La perpétuité aux assassins d’un couple

Mardi 31 décembre 2002. Saïd, Mezwari et Omawi se tiennent debout devant les juges de la Chambre criminelle près la Cour d’appel d’El Jadida. Bien qu’ils risquent la peine capitale, ils relatent calmement les faits de leur forfait avec les petits détails.
« C’est moi qui me suis rendu chez la police pour avouer…Je ne dormais plus depuis la nuit du crime…Je me sens, maintenant, très à l’aise devant la justice…», déclare Saïd.
C’est en janvier 2002 que ce jeune de trente-cinq ans s’est adressé à la police d’El Jadida.
«J’étais en compagnie des personnes qui ont tué le Français, Jean-Pierre et sa femme marocaine, Fatna…Nous étions trois, moi, Mezwari et Oumawi…», surprend-il le chef de la brigade chargé de l’affaire depuis le jour du crime, jeudi 28 juillet 2001.
«Où sont les deux autres ?», lui demande le chef.
«Ils sont à la prison agricole d’El Âdir…», lui répond-il.
Les limiers de la PJ se sont dépêchés aussitôt vers la prison. Effectivement, Mezwari et Oumawi y purgeaient des peines respectivement de 6 et 4 ans de prison ferme pour vol qualifié. Ils avaient volé deux ânes et les avaient vendus au souk hebdomadaire d’Ouled Frej.
Les deux détenus ont été conduits vers le commissariat de police à El Jadida. Là, ils ont, tous les deux, nié avoir tué le Français et sa femme marocaine.
Seulement Saïd a retenu ses premières déclarations.

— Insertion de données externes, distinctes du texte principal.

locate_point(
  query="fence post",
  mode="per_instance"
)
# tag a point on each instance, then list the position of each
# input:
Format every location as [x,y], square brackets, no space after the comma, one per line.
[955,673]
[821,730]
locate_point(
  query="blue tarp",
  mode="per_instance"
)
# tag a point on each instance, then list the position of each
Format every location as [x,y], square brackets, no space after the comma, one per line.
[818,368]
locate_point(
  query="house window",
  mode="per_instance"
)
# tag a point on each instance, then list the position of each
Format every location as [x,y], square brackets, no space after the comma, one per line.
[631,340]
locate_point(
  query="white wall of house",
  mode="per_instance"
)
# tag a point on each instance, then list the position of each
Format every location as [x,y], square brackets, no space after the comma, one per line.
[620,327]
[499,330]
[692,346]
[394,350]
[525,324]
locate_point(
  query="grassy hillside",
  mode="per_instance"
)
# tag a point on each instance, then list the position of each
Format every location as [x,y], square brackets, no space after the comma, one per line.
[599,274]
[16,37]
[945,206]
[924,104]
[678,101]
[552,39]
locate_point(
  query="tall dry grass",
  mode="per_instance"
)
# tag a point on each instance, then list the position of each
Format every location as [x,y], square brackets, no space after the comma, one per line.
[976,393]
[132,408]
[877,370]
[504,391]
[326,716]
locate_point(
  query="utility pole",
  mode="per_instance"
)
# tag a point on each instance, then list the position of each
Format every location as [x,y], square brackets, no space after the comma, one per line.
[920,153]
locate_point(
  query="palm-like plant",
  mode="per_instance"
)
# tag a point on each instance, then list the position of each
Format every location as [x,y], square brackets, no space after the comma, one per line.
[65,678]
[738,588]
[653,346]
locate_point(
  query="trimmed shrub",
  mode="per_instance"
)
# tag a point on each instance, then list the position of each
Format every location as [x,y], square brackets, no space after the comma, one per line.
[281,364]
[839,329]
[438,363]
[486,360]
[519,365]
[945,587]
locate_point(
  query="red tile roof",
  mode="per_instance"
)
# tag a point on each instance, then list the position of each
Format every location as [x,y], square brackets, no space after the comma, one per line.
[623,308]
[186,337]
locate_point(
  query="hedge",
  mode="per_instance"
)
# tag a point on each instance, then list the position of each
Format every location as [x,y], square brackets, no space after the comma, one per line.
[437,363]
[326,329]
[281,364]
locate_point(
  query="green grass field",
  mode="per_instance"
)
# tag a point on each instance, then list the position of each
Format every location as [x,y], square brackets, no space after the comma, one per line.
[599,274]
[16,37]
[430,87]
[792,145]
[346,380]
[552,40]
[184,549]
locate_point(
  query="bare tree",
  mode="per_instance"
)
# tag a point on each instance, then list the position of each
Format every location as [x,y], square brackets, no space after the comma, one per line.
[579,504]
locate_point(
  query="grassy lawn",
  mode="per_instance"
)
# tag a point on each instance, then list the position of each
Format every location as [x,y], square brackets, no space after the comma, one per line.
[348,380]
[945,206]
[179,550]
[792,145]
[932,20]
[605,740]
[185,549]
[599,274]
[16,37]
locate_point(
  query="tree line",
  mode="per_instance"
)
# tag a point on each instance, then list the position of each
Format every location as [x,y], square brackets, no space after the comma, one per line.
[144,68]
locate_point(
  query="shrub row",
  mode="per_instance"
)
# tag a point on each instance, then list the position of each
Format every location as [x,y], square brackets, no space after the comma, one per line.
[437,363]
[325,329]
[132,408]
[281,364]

Et il a précisé : « J’étais gardien dans une ferme située à l’entré de la ville d’El Jadida et loin de cinq kilomètres de son centre… La ferme de mes employeurs est mitoyenne à celle de Jean-Pierre et sa femme Fatna…».
Saïd connaissait Mezwar et Omawi et savait qu’ils s’adonnaient au vol de bétail.
C’était en mai 2001 qu’ils se sont adressés à Saïd, lui demandant de les aider à mettre la main sur le bétail de Jean-Pierre et sa femme, Fatna. Après plusieurs refus, Saïd, a fini par accepter de participer. Il fallait attendre la nuit du jeudi 28 juillet pour passer à l’action.
Les deux amis ont rejoint Saïd, lui ont demandé de se charger de la surveillance des lieux. Tout à coup, Omawi a tenté d’escalader la porte d’entrée de la ferme. Aussitôt, les chiens ont commencé à aboyer.
Jean-Pierre et sa femme se sont réveillés. Omawi n’a pu continuer et il a renoncé. Saïd leur a proposé de monter par l’autre côté de la ferme en utilisant une échelle. Mazwari et Omawi y sont entrés, tout en laissant Saïd en surveillance. A l’entrée de la porte de la maison, les deux malfrats se sont trouvés face à face avec Jean-Pierre et Fatna. «Je vous connais tous les deux», leur lance cette dernière. A ce moment le duo avança, les mains armées d’un objet en fer; ils lui ont asséné des coups mortels. A son mari aussi. Le duo a dépassé le seuil de la maison, a cherché partout et a mis la main sur une somme de 11 mille dirhams, une chaîne , des boucles et cinq bagues, toutes en or.
Ils ont par la suite fait sortir le bétail et l’ont chargé sur un camion qui les attendait dehors. Ils ont vendu le bétail aux souks hebdomadaires et les bijoux en or à Casablanca et ils ont partagé le butin.
Quand la domestique est arrivée le matin, elle a découvert les deux cadavres gisant dans une mare de sang. Une enquête a été ouverte et les investigations étaient sans résultat.
Devant la Cour, Saïd a reconnu les faits alors que les deux autres ont maintenu leur négation et la Cour les a jugés tous coupables pour homicide volontaire doublé de vol qualifié et complicité et les a condamnés à la peine perpétuelle.